Enfin on s’arrêta dans une allée déserte et elle vit autour d’elle la Marquise qui l’avait lâchée, Grain de Sel, La Carpe, et le marchand de sucre, mais ce fut vaguement qu’elle les reconnut : la Marquise avait des rubans noirs à son bonnet, Grain de Sel était habillé en monsieur et coiffé d’un chapeau à haute forme, La Carpe avait remplacé son éternel tablier de cuir par une redingote noisette qui lui descendait jusqu’aux pieds, et le marchand de sucre sa veste de coutil blanc par un veston de drap, car tous en vrais Parisiens qui pratiquent le culte de la Mort, avaient tenu à se mettre en grande tenue pour honorer celle qu’ils venaient d’enterrer.

« C’est pour te dire, petite, commença Grain de Sel, qui crut pouvoir prendre le premier la parole comme étant le personnage le plus important de la compagnie, c’est pour te dire que tu peux loger au Champ Guillot tant que tu voudras, sans payer.
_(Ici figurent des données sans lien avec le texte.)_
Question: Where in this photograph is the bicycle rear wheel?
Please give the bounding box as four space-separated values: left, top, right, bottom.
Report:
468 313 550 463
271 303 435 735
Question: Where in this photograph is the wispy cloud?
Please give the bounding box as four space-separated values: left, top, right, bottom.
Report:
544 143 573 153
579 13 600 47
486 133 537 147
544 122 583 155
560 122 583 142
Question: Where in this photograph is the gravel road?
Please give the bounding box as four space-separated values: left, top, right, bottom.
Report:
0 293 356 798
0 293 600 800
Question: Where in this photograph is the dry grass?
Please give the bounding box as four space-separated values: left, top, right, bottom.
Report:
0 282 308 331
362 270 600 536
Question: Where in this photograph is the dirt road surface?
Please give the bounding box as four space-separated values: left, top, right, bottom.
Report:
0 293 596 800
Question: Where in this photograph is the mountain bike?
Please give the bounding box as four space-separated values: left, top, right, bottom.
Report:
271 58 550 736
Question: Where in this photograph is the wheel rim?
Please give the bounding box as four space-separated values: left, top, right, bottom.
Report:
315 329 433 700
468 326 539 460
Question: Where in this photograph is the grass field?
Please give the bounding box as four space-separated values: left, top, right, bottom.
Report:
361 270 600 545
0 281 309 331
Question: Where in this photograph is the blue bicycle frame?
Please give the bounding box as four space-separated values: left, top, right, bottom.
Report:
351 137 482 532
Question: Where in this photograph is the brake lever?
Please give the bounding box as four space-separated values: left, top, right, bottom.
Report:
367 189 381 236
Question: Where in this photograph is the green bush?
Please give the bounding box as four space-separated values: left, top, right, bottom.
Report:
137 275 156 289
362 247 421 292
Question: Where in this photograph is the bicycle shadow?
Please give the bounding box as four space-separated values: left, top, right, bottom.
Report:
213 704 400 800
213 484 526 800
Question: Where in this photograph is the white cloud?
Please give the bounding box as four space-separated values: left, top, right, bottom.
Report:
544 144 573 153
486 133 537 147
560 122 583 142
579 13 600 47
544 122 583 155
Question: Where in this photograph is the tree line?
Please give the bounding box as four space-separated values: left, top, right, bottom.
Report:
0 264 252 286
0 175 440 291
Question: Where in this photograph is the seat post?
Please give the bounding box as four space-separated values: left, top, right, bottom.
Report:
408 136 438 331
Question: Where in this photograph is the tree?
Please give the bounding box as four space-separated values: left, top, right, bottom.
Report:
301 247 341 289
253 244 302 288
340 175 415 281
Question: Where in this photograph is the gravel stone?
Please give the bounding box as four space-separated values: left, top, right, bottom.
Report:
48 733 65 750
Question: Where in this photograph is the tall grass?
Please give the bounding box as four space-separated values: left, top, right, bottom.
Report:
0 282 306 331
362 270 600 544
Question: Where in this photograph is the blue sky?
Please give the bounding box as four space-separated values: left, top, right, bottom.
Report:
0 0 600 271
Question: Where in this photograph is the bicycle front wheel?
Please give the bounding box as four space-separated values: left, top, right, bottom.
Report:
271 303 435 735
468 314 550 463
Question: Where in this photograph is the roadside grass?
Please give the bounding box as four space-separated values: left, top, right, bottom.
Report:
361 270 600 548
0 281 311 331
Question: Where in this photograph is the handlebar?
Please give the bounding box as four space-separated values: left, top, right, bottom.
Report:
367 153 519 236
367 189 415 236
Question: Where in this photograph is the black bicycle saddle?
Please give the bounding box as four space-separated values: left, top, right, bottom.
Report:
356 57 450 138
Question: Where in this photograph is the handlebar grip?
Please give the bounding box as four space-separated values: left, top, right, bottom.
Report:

— Si tu veux chanter avec moi, continua la Marquise, tu gagneras ta vie : c’est un joli métier.

— Si tu aimes mieux la confiserie, dit le marchand de sucre de guimauve, je te prendrai : c’est aussi un joli métier, et un vrai. »

La Carpe ne dit rien, mais avec un sourire de sa bouche close et un geste de sa main qui semblait présenter quelque chose, il exprima clairement l’offre qu’il faisait à son tour : à savoir que toutes les fois qu’elle aurait besoin d’une tasse de bouillon, elle en trouverait une chez lui, et du fameux.

Ces propositions s’enchaînant ainsi emplirent de larmes les yeux de Perrine, et la douceur de celles-là lava l’âcreté de celles qui depuis deux jours la brûlaient.